PARTE I | "El placer del odio" | 1. Otro día.
Annabella
Abro los ojos, fijando mi vista en la ventana de vidrios polarizados antibalas, cubiertos por una suave cortina de color celeste. Y, aunque no se divisa mucho del exterior, logro ver los pocos rayos de sol que se filtran por la ventana.
Parpadeo continuamente, tratando de ahuyentar el sueño de mis párpados pesados, trago con fuerza el nudo en mi garganta y carraspeo en un vago intento por aclararme.
Me siento sobre el colchón y tiro del grueso edredón que me cubre para poder sacarlo de mi cuerpo. Inspiro profundamente, llenado mis pulmones de aire, atrayéndole fortaleza a mi magullado corazón.
Intento enfocar las cosas a mi alrededor, pero es inútil, no veo nada. Bueno, si veo, pero borroso. La miopía y el astigmatismo es algo con lo que tengo que vivir día tras día. Tanteo en la mesita de noche y tomo mis lentes, y solo entonces, veo que sigo en el mismo lugar.
Estancada.
Encerrada.
Atrapada.
No hay nada más que defina mi estadía en este lugar. Y, de todos modos, no puedo luchar contra ello.
Negándome a seguir pensando en eso, y atormentarme con lo mismo, me pongo de pie. Me tambaleo ante la pesadez de mi cuerpo y doy un respingo al sentir el frío de las baldosas del suelo en las plantas de mis pies. Camino con lentitud hacia la puerta marrón frente a mi, ingreso al baño y me propongo a descargar el peso en vejiga.
Me quito la bata de seda que cubre mi cuerpo y camino a paso lento hacia la ducha. El agua sale fría y ahogo un siseo entre mis dientes, enciendo el calentador y suspiro cuando mis músculos comienzan a relajarse.

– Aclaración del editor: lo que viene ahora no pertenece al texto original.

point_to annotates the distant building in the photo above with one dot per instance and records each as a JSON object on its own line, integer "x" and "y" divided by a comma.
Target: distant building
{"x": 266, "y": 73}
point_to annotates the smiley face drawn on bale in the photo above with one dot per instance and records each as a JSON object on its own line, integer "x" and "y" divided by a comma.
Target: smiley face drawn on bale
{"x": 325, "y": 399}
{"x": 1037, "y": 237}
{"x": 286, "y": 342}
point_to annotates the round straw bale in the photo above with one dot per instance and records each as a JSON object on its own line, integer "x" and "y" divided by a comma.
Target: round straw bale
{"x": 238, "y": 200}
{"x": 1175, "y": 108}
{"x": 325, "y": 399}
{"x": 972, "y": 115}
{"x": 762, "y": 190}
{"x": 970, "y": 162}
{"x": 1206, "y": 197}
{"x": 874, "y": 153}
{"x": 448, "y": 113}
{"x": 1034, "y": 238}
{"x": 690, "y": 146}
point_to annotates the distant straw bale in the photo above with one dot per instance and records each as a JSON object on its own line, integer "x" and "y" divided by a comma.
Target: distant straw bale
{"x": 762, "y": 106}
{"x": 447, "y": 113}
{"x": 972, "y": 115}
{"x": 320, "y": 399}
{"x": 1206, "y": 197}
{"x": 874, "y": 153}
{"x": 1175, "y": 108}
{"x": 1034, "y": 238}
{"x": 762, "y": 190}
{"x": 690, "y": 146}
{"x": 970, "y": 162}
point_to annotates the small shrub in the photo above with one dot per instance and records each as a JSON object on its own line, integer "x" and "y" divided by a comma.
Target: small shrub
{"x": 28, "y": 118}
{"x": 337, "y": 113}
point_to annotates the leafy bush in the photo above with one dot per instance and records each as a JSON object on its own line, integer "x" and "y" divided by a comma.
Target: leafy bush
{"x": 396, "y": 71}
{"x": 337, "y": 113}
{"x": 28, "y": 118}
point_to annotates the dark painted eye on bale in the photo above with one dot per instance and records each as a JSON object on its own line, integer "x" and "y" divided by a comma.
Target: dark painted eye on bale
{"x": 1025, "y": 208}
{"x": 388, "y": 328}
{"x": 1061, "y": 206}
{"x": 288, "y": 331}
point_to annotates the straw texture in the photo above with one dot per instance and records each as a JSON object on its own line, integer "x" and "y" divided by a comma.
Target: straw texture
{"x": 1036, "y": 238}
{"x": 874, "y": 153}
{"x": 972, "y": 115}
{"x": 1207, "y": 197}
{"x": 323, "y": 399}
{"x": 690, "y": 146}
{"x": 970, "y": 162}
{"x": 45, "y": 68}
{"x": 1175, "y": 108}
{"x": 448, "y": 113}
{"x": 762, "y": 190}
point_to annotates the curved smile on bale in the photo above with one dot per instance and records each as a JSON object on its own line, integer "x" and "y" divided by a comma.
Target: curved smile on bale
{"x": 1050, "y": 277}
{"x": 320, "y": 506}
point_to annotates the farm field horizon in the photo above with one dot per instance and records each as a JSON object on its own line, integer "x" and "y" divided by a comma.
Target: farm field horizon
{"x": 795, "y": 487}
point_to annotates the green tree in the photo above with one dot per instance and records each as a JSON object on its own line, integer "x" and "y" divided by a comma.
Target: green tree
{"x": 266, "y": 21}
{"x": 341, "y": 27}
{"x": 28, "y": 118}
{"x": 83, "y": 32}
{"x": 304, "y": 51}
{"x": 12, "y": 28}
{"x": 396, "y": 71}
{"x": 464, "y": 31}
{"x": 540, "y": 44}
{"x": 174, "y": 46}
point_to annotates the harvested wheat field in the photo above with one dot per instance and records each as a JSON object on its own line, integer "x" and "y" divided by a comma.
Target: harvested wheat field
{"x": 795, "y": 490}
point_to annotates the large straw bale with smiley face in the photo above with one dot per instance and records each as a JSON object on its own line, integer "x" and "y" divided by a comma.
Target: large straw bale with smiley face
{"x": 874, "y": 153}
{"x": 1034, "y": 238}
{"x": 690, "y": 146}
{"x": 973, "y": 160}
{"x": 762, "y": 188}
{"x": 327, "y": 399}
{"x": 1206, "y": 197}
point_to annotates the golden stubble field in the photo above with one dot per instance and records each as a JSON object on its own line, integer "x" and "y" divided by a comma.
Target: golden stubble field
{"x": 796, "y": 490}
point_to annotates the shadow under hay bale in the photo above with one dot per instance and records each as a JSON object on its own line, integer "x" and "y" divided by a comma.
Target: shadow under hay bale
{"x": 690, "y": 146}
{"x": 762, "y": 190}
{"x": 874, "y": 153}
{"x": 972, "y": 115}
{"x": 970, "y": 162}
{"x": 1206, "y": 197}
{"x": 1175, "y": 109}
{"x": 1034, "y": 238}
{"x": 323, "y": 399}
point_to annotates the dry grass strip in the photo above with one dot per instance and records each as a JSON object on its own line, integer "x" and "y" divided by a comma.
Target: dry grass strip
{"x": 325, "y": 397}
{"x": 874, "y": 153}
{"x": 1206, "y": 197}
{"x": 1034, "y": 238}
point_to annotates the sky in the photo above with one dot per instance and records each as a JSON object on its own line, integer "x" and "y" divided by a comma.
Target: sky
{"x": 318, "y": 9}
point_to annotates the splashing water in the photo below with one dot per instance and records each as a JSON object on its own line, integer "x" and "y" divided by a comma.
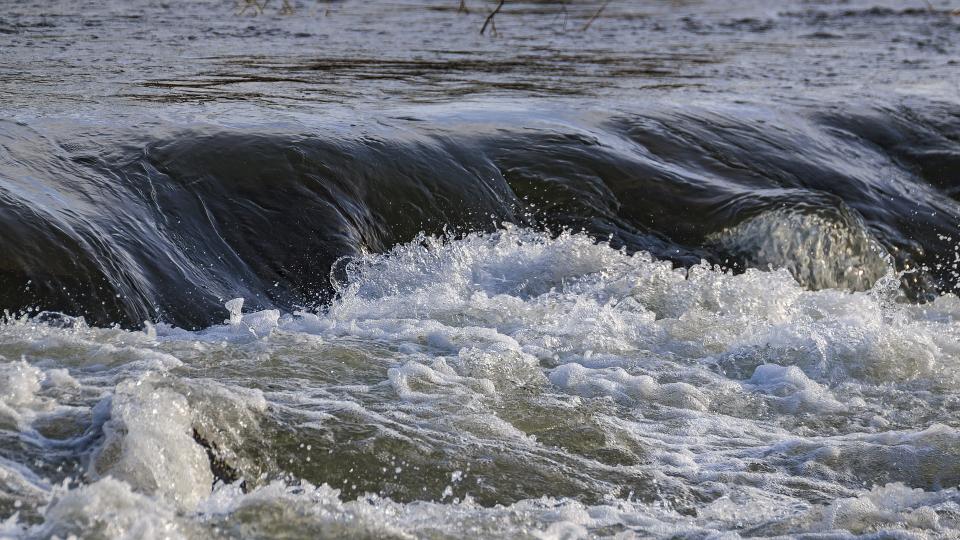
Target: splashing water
{"x": 510, "y": 383}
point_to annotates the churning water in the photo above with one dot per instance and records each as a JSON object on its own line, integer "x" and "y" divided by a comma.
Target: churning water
{"x": 682, "y": 269}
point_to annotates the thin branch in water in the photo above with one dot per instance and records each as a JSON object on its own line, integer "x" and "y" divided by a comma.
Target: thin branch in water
{"x": 247, "y": 4}
{"x": 490, "y": 19}
{"x": 595, "y": 15}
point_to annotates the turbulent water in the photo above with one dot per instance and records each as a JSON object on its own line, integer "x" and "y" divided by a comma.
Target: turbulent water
{"x": 621, "y": 269}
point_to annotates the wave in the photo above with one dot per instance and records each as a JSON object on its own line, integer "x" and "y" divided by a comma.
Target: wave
{"x": 167, "y": 221}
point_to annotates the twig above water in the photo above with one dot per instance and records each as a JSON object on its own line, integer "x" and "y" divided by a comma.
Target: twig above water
{"x": 490, "y": 18}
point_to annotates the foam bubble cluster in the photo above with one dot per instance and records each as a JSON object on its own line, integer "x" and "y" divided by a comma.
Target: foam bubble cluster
{"x": 498, "y": 384}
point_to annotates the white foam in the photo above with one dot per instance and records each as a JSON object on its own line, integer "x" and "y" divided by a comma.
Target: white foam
{"x": 149, "y": 444}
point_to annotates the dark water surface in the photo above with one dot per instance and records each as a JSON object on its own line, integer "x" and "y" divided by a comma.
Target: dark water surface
{"x": 671, "y": 269}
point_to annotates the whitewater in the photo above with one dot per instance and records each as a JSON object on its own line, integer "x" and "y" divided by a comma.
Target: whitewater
{"x": 352, "y": 269}
{"x": 510, "y": 383}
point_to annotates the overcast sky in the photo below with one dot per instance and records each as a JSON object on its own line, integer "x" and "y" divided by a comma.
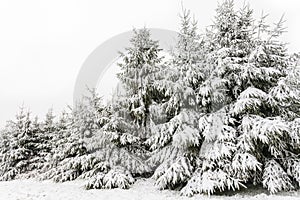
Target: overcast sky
{"x": 44, "y": 43}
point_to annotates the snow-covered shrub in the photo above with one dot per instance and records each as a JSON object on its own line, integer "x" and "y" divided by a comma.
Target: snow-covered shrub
{"x": 117, "y": 177}
{"x": 275, "y": 179}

Trato con todas las fuerzas de mi corazón no llorar, es estúpido hacerlo cada día, y más cuando estoy en el baño. Muerdo mi labio inferior y suelto todo el aire por la nariz.
Me niego a mi misma llorar por una vez en mi vida, diciéndome internamente que las lágrimas no me ayudarán en nada y que las mismas solo me hacen más débil.
Tomo el pote del gel de baño y comienzo a esparcirla por todo mi cuerpo. El olor a galletas parece alegrarme la existencia, por unos efímeros segundos.
No importa, un poco de alegría no le cae mal a nadie, mucho menos a mí.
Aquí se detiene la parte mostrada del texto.